Consider Elena, a freelance developer in Silicon Valley caught in a cross-border dispute with a European client. Her AI agent simultaneously navigates California contract law, federal trade restrictions, EU digital market rules, and the gaming platform's terms of service. The agent synthesizes a resolution drawing from multiple legal frameworks, enforced through smart contracts and platform reputation mechanisms rather than any single court system.

This is jurisdictional synthesis — coordinating across state law, private legal systems, and platform governance to produce outcomes no single traditional system would recognize as entirely its own. Authority shifts from sovereign power (what a state says) toward functional performance (what the agent can actually resolve). Legal space stops being a map of countries and becomes a network of overlapping, AI-mediated standards that follow the user regardless of physical location.

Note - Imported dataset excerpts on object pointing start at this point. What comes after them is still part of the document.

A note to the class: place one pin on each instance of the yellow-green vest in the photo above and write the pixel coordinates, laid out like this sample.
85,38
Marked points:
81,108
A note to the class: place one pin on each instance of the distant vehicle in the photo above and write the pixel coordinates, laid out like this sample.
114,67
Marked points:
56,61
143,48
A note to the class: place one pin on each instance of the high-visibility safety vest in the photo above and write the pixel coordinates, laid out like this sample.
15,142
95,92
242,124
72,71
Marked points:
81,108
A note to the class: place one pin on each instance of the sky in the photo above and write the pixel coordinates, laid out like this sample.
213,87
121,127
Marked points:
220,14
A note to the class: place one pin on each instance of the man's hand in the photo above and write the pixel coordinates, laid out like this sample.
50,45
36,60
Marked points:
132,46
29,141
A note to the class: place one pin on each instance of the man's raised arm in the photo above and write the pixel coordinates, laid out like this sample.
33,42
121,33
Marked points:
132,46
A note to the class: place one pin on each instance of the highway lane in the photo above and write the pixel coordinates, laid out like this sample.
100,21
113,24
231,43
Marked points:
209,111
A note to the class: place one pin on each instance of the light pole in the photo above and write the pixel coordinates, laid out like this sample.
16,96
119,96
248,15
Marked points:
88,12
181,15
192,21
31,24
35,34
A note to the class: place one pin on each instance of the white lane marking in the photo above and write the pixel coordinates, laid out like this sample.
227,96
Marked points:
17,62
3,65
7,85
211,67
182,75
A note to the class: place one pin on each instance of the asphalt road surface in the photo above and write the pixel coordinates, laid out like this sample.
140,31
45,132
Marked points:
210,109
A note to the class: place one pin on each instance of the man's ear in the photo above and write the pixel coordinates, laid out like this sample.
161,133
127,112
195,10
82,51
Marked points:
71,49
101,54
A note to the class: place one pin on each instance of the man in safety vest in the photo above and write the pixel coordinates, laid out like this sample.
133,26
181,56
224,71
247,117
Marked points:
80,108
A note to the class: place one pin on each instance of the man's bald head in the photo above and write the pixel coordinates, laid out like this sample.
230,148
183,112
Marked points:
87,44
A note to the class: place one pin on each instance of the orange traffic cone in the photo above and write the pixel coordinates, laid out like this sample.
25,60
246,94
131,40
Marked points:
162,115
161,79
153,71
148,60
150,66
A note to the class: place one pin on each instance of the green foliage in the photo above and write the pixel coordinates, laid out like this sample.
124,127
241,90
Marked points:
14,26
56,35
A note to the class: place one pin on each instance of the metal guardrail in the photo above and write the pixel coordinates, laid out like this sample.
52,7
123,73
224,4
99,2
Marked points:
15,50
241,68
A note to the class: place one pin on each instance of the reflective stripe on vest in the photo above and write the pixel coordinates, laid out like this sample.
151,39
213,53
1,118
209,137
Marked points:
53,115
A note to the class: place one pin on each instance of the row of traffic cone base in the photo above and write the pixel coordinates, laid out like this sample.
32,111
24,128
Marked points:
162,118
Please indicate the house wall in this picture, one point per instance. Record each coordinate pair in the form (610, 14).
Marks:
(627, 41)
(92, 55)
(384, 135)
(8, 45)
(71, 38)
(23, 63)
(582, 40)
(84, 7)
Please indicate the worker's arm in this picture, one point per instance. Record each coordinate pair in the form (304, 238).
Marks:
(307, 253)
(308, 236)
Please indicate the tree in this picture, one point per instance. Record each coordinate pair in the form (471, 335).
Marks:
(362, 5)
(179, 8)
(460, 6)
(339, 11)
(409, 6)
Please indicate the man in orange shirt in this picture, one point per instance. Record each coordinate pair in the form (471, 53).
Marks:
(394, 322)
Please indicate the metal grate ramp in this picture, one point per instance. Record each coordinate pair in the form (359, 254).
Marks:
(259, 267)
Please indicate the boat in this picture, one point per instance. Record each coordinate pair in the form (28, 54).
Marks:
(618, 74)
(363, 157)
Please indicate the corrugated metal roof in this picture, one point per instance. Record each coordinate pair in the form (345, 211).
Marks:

Legal pluralism has always existed — arbitration, religious courts, industry regimes. AI agents accelerate it by operating at a scale and sophistication that traditional pluralistic systems can't match.

The design window is closing?

The trajectory toward what scholars call the "legal singularity" — law as a self-organizing, adaptive, ambient resource — is already underway. The question is whether that trajectory leads to law that's finally intelligible to the people it serves or to a two-tiered system where premium AI provides superior justice for the wealthy while basic AI leaves everyone else behind.

The digital divide frames the risk: 32.1% of the global population remains offline, and 43% of low-income US households face internet affordability challenges. Platform capitalism's track record — early empowerment yielding to consolidation, extraction, and degradation of platform quality — is the default trajectory absent deliberate intervention.

The programming constraints you embed in these agents are governance choices. The transparency requirements you adopt or skip are constitutional choices. Whether you fund open-source alternatives or build walled gardens determines whether these tools expand access or entrench new forms of inequality. None of those outcomes happen automatically.

It is design, not destiny. The window for making those design choices well is open now.

References

Based on "Legal Order in the Age of AI Agents" by Samuel I. Becher (Victoria University of Wellington) and Benjamin Alarie (University of Toronto), forthcoming in University of Toronto Law Journal (2026).